Session 9 is replete with subliminal sounds that coax out the story’s primal essence. The film is a feat of experimental sound design. Beyond the complex web of voice overs and cross-cutting, Anderson and Hughes sliced in animal noises and grinding industrial machinery alongside Rob Miller’s moody, sometimes playful score. Mike’s lengthy listening sessions in the asylum archives are purely about creating an atmosphere, casting a spell that suffuses everything with unease. Danvers is the epitome of a Gothic setting, with spires piercing the sky and the building complex forming the shape of a bat, built in the radiating Kirkbride design, but the level of deterioration amplifies the gloom and the drama. Peter Mullan would frequently tap into the negative vibes of the location, isolating himself in rooms between takes and imbibing “the bad shit that had gone down there.” Caruso admits he would wander beyond the safe zones. The place had a gravitational pull. The property even has a connection to John Hathorne, a notoriously unrepentant judge in the Salem witch trials.
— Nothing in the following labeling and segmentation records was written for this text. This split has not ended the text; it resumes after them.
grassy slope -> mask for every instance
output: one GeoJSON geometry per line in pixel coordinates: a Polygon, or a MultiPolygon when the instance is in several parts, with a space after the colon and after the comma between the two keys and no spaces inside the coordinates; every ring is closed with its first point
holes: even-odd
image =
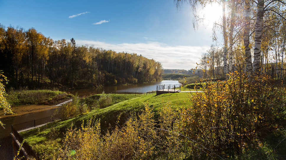
{"type": "Polygon", "coordinates": [[[8,93],[6,98],[11,105],[13,106],[40,104],[45,102],[53,103],[72,96],[59,91],[32,90],[10,91],[8,93]]]}
{"type": "Polygon", "coordinates": [[[115,124],[120,114],[122,114],[121,119],[122,121],[120,123],[122,124],[128,118],[129,113],[138,112],[143,109],[144,103],[148,103],[150,105],[153,105],[155,111],[162,105],[163,102],[162,102],[168,101],[169,100],[175,105],[188,106],[191,104],[191,103],[187,100],[191,96],[191,94],[166,94],[156,96],[155,93],[152,93],[147,95],[139,95],[140,96],[138,96],[137,94],[136,97],[135,96],[134,94],[111,95],[114,99],[116,99],[116,100],[118,103],[105,108],[93,110],[88,114],[81,115],[66,121],[51,123],[39,129],[30,130],[20,134],[36,152],[42,155],[43,153],[42,149],[43,149],[48,154],[53,149],[53,146],[59,144],[63,136],[63,133],[65,132],[67,129],[70,127],[72,122],[76,126],[79,127],[83,120],[95,116],[97,118],[100,119],[102,130],[104,133],[108,127],[109,124],[111,124],[112,126],[115,124]],[[121,97],[122,98],[120,98],[121,97]],[[53,127],[54,126],[56,126],[55,127],[59,130],[61,134],[57,138],[51,138],[50,135],[53,134],[53,130],[55,128],[53,127]]]}

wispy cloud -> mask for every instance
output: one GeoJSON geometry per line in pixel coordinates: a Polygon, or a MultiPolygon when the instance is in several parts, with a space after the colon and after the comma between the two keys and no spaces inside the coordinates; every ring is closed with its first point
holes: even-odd
{"type": "Polygon", "coordinates": [[[110,21],[110,20],[109,20],[108,21],[106,21],[106,20],[101,20],[101,21],[99,21],[98,22],[94,23],[93,23],[92,24],[94,24],[94,25],[97,25],[98,24],[102,24],[104,23],[107,23],[108,22],[109,22],[109,21],[110,21]]]}
{"type": "Polygon", "coordinates": [[[165,69],[189,69],[200,63],[202,54],[209,49],[208,46],[171,46],[156,42],[147,43],[111,44],[99,41],[78,40],[80,45],[93,45],[95,47],[142,54],[148,58],[160,62],[165,69]]]}
{"type": "Polygon", "coordinates": [[[85,14],[86,13],[90,13],[89,12],[82,12],[80,13],[79,13],[77,14],[74,14],[72,16],[69,16],[69,18],[72,18],[74,17],[77,17],[79,16],[80,16],[82,14],[85,14]]]}

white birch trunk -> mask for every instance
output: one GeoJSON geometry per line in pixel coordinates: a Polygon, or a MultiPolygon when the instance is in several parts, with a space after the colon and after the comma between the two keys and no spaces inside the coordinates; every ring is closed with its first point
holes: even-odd
{"type": "Polygon", "coordinates": [[[235,6],[235,0],[232,0],[231,14],[230,16],[230,28],[229,33],[229,71],[231,72],[234,71],[234,67],[233,65],[233,29],[234,28],[234,24],[235,22],[235,14],[236,7],[235,6]]]}
{"type": "Polygon", "coordinates": [[[223,39],[224,40],[224,48],[223,50],[223,69],[224,76],[225,79],[228,79],[228,36],[226,34],[226,28],[225,21],[225,1],[223,0],[222,2],[222,32],[223,39]]]}
{"type": "Polygon", "coordinates": [[[253,61],[253,72],[256,75],[260,73],[260,53],[262,38],[262,28],[264,14],[264,0],[258,0],[257,13],[255,23],[255,44],[253,61]]]}
{"type": "Polygon", "coordinates": [[[249,29],[250,26],[250,3],[249,0],[246,0],[245,7],[243,42],[244,44],[244,56],[245,57],[245,71],[246,74],[249,77],[251,75],[252,71],[251,54],[249,48],[249,29]]]}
The graffitied, crumbling sets were found that way and left relatively undressed for the production. Art therapy cutouts still littered the walls, fragments of thoughts and memories from tormented minds channeled into collage. The filmmakers reportedly found old patient tissue and blood samples on the premises. The unsettling, frequently treacherous location deepens the themes Anderson is exploring: institutional neglect, the collective trauma of state-sanctioned cruelty, the irreconcilable evils people are capable of, and the terrifying fragility of the human psyche. The characters in Session 9 casually stroll by rusted, obsolete machinery; vulgar defacings are juxtaposed against pacifying murals: a swan and a red sun reflected in a “hydrotherapy” tub, once-vibrant rainbow patterns, a basset hound on cracked porcelain tiles, and, according to Caruso, deformed-looking renditions of Mickey Mouse and Donald Duck in the juvenile wing. Session 9 has a dystopian air and it anticipates the rise of ruin porn. When Anderson and crew had run of the property, the horrors that happened there had not yet been washed away by time, trespassers, and heavy machinery. It’s now been razed and replaced by luxury apartments, but Session 9 preserves Danvers at the very end of its life, when it was still an open wound.